CPI quer ‘escandalizar’ o tráfico de pessoas para despertar a sociedade

Para Arnaldo Jordy, presidente da CPI da Câmara, não existe consciência social da escala do problema, considerado 'um crime invisível' por Vanessa Grazziotin, presidente da CPI do Senado

Para Jordy, mães de desaparecidos não imaginam que por trás de tudo está o crime organizado (Foto: Cidadaniaevangelica.blogspot.com)

São Paulo – O tráfico de pessoas, terceiro crime mais praticado pelas quadrilhas organizadas em todo o mundo, que perde apenas para tráfico de drogas e armas, entrou fortemente na pauta do Congresso Nacional, com a abertura de Comissão Parlamentar de Inquérito no Senado em abril de 2011 e na Câmara dos Deputados, em abril passado. O relatório dos senadores deve ser apresentado no início de agosto. Segunda-feira uma comissão fará uma diligência em Goiânia (GO) para tentar falar com vítimas e para conhecer o funcionamento do crime na capital com maior número de vítimas no país. Na Câmara, diante da complexidade do tema, os deputados conseguiram a ampliação do prazo de entrega do relatório de 13 de agosto para 14 de outubro.

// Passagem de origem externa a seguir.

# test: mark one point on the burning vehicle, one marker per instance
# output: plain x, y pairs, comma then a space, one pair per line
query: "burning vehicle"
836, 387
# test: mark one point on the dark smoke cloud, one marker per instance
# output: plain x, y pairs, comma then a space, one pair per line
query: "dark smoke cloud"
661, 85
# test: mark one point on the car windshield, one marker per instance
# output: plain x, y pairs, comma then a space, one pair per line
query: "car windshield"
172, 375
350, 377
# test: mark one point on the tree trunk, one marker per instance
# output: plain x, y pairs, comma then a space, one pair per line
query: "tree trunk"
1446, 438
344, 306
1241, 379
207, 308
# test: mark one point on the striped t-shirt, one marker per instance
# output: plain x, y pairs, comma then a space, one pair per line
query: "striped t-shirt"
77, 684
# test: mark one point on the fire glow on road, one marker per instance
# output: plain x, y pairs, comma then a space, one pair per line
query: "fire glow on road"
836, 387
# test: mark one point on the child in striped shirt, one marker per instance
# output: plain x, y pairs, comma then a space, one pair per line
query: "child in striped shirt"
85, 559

“O Brasil está entre os cinco países com maior incidência de tráfico humano, e a sociedade não tem consciência da escala em que este problema se apresenta”, afirma o deputado Arnaldo Jordy (PPS-PA), presidente da CPI. O deputado paraense foi autor da propositura desta comissão, depois de também ter sido autor e relator de CPI sobre violência contra crianças no Pará. Do inquérito, segundo ele, resultaram condenações de pessoas influentes e também a conclusão de que há uma rede de tráfico de adolescentes disseminada no Estado e que as autoridades não tem investigado com determinação suficientemente para frear essa “inominável e abominável prática”.

Jordy, destacando a exploração sexual como o principal objetivo do tráfico de pessoas, revela que o crime aparece disfarçado nas listas de pessoas desaparecidas. “Muitas mães, inocentemente, como fruto de seu sentimento materno, não acham que há algo de mais grave quando seus filhos somem. Elas acham que a filha (ou filho) desapareceu por ter tido alguma desavença em casa, por ter brigado com o namoradinho (a) ou que teve algum problema no grupo colegial. Só que muitas vezes esses jovens são vítimas de quadrilhas, aliciadas por organizações criminosas”, diz.

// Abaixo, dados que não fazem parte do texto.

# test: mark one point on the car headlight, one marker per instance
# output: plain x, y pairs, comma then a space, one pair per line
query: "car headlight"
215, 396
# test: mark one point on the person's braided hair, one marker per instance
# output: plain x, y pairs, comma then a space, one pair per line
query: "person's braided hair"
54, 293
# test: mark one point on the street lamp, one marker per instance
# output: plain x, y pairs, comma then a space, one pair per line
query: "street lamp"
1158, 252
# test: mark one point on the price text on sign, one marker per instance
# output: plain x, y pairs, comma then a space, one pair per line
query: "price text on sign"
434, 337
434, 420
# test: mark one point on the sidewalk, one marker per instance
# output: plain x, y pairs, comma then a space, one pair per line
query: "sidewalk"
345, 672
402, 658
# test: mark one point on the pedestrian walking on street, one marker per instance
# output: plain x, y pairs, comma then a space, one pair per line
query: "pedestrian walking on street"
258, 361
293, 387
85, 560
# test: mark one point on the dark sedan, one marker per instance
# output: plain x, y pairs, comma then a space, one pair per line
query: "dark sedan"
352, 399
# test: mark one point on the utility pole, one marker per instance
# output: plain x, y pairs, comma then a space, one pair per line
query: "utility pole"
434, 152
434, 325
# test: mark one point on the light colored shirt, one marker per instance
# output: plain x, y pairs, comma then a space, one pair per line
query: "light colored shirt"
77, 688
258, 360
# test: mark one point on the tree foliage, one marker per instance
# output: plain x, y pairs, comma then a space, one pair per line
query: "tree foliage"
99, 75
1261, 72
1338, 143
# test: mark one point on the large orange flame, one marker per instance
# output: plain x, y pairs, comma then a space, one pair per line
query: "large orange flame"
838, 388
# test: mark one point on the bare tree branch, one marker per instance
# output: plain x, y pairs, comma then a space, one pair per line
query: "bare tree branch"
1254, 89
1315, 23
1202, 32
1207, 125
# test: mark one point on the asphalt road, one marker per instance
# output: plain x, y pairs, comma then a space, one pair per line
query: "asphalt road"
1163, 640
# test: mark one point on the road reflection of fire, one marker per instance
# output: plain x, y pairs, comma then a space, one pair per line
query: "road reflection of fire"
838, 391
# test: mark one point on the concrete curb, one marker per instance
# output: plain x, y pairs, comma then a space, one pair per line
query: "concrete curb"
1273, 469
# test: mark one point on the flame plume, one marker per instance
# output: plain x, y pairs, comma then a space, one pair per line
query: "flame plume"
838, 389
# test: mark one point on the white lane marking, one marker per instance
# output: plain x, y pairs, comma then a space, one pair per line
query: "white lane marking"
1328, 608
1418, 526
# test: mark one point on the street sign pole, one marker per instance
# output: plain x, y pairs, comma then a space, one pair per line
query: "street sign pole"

Mudar esse estado de coisas é um dos objetivos da CPI da Câmara. “Temos de investigar as mais de 200 rotas existentes de tráfico de pessoas no Brasil”, explicou Jordy. Um outro objetivo citado pelo deputado é colaborar para produzir uma legislação menos obsoleta, mais adequada. “Além disso, queremos escandalizar um pouco o tema para que a sociedade tome ciência e consciência”, disse Jordy. Ele avalia que hoje esse crime não é prioridade, e as pessoas não têm noção de que o perigo está muito mais próximo do que se imagina.”

Para o deputado, as meninas que desaparecem inexplicavelmente são atraídas pelas quadrilhas, geralmente, em função do seu grau de vulnerabilidade social econômica e familiar. Segundo ele, a mesma coisa pode ser dita em relação aos jovens que vislumbram a promessa de ser transformados em jogadores de futebol. “Meninos são capturados na Amazônia, no Centro-oeste, Nordeste, nas escolinhas de São Paulo e Rio de Janeiro para jogarem bola fora do país e, muitas vezes, veem frustrada a possibilidade de se tornarem um Neymar, um Ronaldinho, e não voltam mais. Sabe-se lá qual a destinação muitas vezes dada a essas pessoas”, observa.

Jordy conta que há algumas denúncias de desaparecimentos de crianças tiradas de escolinhas de futebol que estão sendo investigadas pela Polícia Federal. “São poucos casos, mas já há alguns que a PF investigou, tem escuta, sabe que a pessoa é vitima de tráfico humano, mas enquanto não se consumar o objetivo do criminoso não é possível dar o flagrante porque não tem caracterização de tráfico de pessoas até a fase do aliciamento”, detalha.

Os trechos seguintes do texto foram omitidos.